- Agia Marina
- Coordinates: 35°13′N 33°08′E﻿ / ﻿35.217°N 33.133°E
- Country (de jure): Cyprus
- • District: Nicosia District
- Country (de facto): Northern Cyprus
- • District: Lefkoşa District
- Time zone: UTC+2 (EET)
- • Summer (DST): UTC+3 (EEST)

= Agia Marina (Skylloura) =

Agia Marina (Αγία Μαρίνα (Σκυλλούρας); Gürpınar) is a village in Cyprus, situated 24 km west of Nicosia. It takes its name from Marina the Monk, the Christian saint of Byzantine Syria. De facto, Agia Marina is under the control of Northern Cyprus.

==History==
By 1963, Agia Marina had a mixed population that reportedly comprised 400 Maronites and 65 Turkish Cypriots. In January 1964, during the Cyprus crisis of 1963–64, the Turkish Cypriots of Agia Marina fled to the Turkish enclave of Nicosia. During the Turkish invasion of Cyprus, all Maronites moved to the south of the island, mainly to Kotsiatis, and the name of the village was changed to Gürpınar, meaning “strong, powerful spring” in Turkish. From 1974 onwards, Agia Marina has been used as a Turkish military camp, while its original inhabitants were not allowed to enter the village, despite the 2003 relaxations on inter-communal movement.

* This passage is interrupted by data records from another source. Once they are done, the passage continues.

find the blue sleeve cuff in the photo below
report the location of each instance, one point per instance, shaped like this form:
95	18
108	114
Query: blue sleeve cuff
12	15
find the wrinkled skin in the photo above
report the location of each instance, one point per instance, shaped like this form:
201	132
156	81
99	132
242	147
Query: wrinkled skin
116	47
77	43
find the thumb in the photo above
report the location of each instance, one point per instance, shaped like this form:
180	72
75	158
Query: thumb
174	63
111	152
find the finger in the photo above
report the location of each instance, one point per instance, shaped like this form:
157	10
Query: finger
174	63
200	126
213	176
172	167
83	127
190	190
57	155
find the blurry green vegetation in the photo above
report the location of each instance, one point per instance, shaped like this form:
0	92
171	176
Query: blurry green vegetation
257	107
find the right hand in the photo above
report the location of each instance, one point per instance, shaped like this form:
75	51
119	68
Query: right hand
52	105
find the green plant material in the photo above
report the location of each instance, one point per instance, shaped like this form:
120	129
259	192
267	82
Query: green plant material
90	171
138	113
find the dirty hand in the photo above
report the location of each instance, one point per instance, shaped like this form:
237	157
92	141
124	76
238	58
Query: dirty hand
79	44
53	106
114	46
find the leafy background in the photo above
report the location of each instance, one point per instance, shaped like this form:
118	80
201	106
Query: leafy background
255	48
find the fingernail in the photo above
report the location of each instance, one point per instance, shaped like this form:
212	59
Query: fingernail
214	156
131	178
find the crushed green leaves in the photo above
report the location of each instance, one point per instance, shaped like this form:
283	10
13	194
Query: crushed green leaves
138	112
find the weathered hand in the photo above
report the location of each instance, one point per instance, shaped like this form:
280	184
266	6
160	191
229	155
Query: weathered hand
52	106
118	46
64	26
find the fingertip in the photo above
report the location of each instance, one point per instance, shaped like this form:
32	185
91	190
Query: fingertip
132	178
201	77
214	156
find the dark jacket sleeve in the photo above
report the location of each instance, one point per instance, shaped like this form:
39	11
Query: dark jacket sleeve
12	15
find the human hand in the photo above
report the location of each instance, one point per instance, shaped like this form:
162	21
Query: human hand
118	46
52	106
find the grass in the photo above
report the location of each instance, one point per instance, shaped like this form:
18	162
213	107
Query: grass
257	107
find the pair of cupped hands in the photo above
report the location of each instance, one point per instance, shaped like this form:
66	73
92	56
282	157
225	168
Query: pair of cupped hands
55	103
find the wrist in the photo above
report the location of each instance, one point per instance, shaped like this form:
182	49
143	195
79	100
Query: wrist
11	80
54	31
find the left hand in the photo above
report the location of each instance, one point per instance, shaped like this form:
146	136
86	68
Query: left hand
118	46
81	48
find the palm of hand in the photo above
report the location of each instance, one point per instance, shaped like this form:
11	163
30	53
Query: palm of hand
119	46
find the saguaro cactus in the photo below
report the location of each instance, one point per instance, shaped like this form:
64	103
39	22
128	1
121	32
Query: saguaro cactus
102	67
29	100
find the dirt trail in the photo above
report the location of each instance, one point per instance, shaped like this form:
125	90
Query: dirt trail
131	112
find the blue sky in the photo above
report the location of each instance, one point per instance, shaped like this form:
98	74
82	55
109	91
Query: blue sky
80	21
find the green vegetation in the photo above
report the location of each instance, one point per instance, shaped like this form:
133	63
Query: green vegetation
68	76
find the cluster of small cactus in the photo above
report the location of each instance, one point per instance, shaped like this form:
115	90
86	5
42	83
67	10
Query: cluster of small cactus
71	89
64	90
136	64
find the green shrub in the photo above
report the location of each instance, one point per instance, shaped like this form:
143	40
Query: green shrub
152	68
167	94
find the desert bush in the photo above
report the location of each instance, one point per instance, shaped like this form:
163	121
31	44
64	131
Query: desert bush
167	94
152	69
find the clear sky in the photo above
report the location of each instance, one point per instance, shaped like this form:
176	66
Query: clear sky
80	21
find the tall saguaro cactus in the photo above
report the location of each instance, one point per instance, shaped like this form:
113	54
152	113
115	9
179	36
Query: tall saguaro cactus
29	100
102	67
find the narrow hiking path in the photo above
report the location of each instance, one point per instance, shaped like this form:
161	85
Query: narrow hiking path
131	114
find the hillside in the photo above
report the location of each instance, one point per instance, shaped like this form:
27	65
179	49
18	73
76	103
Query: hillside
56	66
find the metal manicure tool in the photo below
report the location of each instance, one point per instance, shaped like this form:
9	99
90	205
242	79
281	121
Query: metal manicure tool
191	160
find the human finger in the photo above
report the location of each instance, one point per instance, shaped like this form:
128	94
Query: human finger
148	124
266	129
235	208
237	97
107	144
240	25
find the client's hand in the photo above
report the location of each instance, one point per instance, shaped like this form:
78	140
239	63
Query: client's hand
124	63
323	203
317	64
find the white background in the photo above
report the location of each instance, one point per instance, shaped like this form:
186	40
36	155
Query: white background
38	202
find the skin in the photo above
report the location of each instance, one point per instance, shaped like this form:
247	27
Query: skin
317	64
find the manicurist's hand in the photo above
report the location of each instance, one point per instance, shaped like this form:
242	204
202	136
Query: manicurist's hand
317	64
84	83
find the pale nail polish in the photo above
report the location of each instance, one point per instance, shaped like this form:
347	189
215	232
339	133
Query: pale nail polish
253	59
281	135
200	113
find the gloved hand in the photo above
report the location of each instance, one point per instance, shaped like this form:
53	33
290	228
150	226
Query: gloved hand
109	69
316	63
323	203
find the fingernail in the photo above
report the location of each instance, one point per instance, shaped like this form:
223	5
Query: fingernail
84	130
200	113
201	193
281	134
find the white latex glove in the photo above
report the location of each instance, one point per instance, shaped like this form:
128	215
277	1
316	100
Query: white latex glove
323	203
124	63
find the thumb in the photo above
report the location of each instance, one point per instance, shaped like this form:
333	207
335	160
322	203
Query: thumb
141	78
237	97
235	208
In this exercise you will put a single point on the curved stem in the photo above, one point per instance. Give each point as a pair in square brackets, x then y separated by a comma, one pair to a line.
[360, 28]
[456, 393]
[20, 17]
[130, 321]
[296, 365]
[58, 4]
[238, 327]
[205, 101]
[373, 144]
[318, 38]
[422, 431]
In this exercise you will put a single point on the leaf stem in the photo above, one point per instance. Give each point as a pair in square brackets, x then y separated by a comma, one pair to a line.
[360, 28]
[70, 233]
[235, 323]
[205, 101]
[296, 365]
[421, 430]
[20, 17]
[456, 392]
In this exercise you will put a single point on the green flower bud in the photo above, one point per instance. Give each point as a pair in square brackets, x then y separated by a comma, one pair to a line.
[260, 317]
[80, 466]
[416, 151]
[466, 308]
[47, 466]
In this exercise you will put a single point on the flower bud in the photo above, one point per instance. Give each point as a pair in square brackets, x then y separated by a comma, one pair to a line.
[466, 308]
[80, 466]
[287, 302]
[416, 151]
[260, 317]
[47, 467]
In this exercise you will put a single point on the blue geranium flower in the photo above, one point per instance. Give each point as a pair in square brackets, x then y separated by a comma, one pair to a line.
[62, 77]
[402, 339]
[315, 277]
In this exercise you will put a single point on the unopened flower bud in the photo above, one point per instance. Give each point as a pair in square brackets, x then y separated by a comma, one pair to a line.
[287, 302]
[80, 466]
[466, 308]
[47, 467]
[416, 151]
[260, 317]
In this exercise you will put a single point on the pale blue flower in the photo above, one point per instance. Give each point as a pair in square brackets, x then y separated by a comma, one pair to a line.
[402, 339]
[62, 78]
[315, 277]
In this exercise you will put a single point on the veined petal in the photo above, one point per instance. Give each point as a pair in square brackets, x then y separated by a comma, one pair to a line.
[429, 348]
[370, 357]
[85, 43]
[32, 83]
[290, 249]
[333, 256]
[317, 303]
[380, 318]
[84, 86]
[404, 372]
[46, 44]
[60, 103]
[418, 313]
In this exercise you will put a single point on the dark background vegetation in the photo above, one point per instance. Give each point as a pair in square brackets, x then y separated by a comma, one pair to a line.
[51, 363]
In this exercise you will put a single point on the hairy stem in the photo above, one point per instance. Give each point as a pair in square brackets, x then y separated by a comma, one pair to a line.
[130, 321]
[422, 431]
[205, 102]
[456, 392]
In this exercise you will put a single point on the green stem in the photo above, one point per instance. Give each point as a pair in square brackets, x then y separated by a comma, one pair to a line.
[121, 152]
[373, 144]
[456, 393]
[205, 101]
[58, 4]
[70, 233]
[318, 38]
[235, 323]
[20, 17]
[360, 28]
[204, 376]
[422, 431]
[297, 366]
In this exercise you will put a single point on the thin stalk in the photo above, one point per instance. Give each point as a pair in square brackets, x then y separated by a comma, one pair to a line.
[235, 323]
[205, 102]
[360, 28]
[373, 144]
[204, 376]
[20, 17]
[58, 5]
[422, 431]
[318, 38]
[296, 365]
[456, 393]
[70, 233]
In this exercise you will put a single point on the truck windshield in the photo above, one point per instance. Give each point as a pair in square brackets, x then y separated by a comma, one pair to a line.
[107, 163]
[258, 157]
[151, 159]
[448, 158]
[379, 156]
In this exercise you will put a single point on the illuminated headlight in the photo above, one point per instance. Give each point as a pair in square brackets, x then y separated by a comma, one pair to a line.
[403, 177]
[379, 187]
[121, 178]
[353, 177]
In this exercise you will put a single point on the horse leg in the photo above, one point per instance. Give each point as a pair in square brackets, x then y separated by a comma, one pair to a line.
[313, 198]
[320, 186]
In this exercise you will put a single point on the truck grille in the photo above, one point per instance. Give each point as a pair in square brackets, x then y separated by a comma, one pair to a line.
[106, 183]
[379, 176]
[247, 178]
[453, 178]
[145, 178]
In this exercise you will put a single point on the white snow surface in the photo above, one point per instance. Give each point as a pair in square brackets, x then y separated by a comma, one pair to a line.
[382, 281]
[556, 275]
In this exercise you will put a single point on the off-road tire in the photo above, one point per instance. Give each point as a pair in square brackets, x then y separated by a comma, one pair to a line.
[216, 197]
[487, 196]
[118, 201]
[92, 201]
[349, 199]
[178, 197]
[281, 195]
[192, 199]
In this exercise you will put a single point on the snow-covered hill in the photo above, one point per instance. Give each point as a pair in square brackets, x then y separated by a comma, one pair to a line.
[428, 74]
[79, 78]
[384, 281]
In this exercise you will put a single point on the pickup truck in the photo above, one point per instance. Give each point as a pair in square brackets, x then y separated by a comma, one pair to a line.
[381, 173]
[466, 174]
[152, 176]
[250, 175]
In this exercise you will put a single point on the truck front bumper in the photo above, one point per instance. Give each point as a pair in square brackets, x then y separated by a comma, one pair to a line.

On a nearby hill, a statue of Kemal Atatürk, the founder of modern Turkey, has been erected. In 2016, the re-construction of the Gürpınar mosque, damaged in the 1953 earthquake, began.

By March 2017, as the Turkish Cypriot Yeniduzen newspaper reported, the Turkish Army began moving out of the village, ostensibly with the purpose of allowing former residents to move in, though no specific timetable for resettlement was given. The chairman of the "Gurpinar (Ayia Marina) solidarity society" Mehmet Hoca stated that "the decision was taken three and a half years ago by the Turkish Cypriot authorities" in order to enable the villagers to "live together."

==Festivities==
A Mushroom Fest is organised regularly in the village.